Une telle conception qui met l'accent sur les déterminations sociales et psychologiques est appelée déterministe et s'oppose donc à une vision privilégiant la liberté de la conscience individuelle. En pratique, il est difficile de prendre une position tout à fait tranchée en la matière : comme dans le film Capharnaüm, nous sommes sans doute persuadés que les parents de Zain auraient pu faire d'autres choix, moins mauvais, même si nous sommes également sensibles aux conditions misérables dans lesquelles ils sont contraints de vivre et qui limitent considérablement leur liberté et leur capacité à faire des choix justes et raisonnables.

Références

La réflexion philosophique sur la justice, après les grands auteurs classiques de Kant à Karl Marx, a connu un important renouvellement avec les travaux de John Rawls qui ont suscité des débats toujours ouverts.

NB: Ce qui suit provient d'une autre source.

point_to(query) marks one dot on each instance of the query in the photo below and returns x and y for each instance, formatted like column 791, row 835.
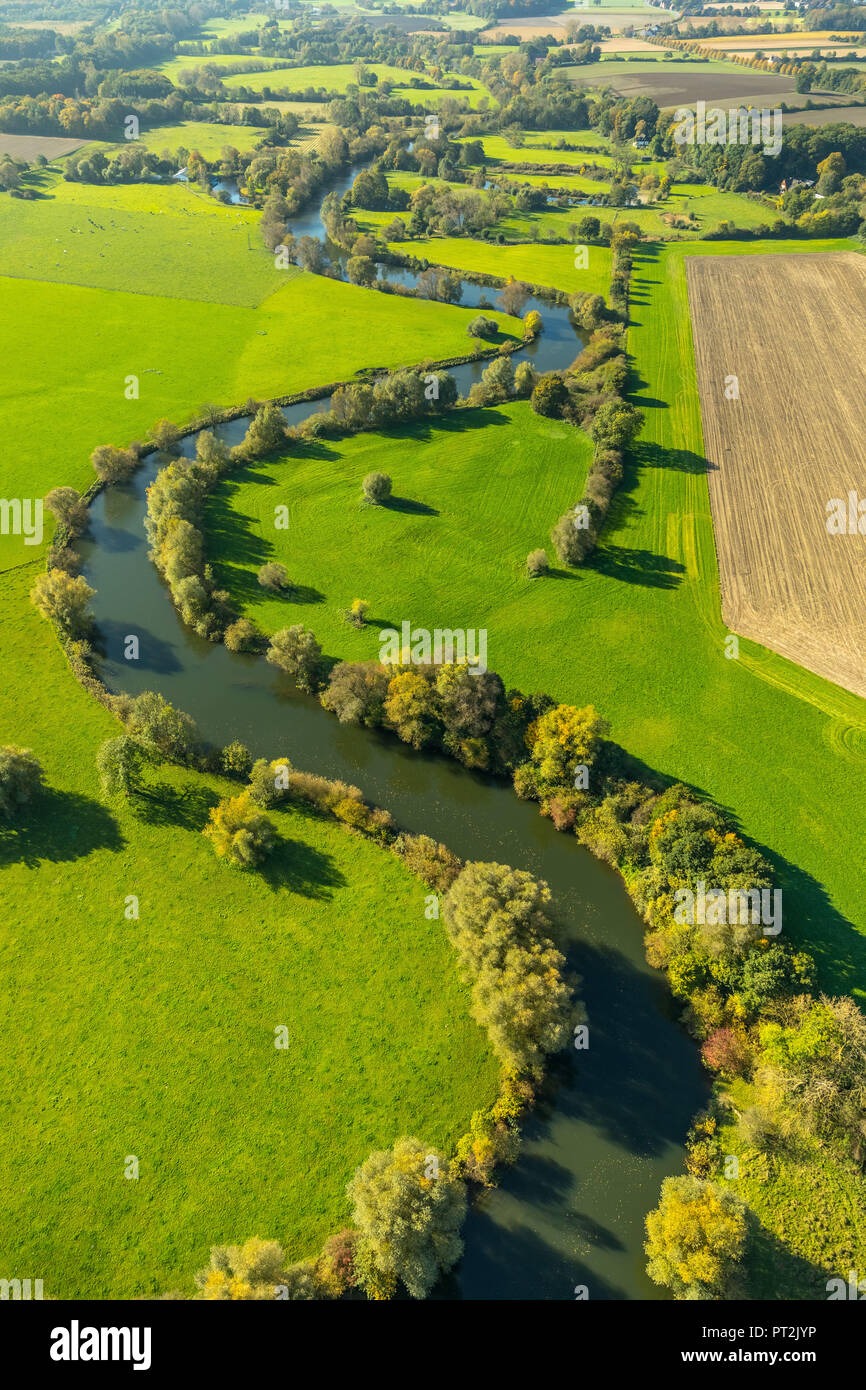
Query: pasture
column 783, row 449
column 154, row 1037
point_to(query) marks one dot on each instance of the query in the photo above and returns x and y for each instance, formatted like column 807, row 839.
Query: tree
column 235, row 759
column 356, row 692
column 267, row 431
column 572, row 541
column 695, row 1236
column 253, row 1271
column 295, row 651
column 481, row 327
column 242, row 635
column 113, row 464
column 496, row 920
column 120, row 762
column 537, row 563
column 21, row 777
column 274, row 577
column 551, row 395
column 412, row 708
column 377, row 488
column 562, row 740
column 67, row 509
column 812, row 1066
column 239, row 831
column 64, row 599
column 168, row 730
column 616, row 424
column 409, row 1214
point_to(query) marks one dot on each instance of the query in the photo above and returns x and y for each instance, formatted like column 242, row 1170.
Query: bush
column 377, row 488
column 296, row 652
column 537, row 563
column 21, row 777
column 239, row 833
column 242, row 635
column 64, row 601
column 483, row 327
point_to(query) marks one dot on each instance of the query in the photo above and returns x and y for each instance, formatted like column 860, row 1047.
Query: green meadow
column 637, row 631
column 154, row 1037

John Rawls, Théorie de la justice. Paris, Seuil, 1987 (éd. or. américaine: 1971).
Amartya Sen, L'Idée de justice. Paris, Flammarion, 2012.

1. L'on ne détaillera pas ici les différentes initiatives qui ont vu récemment le jour en ce domaine, parfois de façon un peu contradictoire. On s'appuiera ici sur les recommandations de Michel Tozzi.

2. Les questions 4 et 5 sont relativement proches: la 4 porte plus spécifiquement sur la différence entre responsabilité individuelle et responsabilité sociale. La 5 interroge plus largement l'opposition philosophique entre déterminisme et liberté.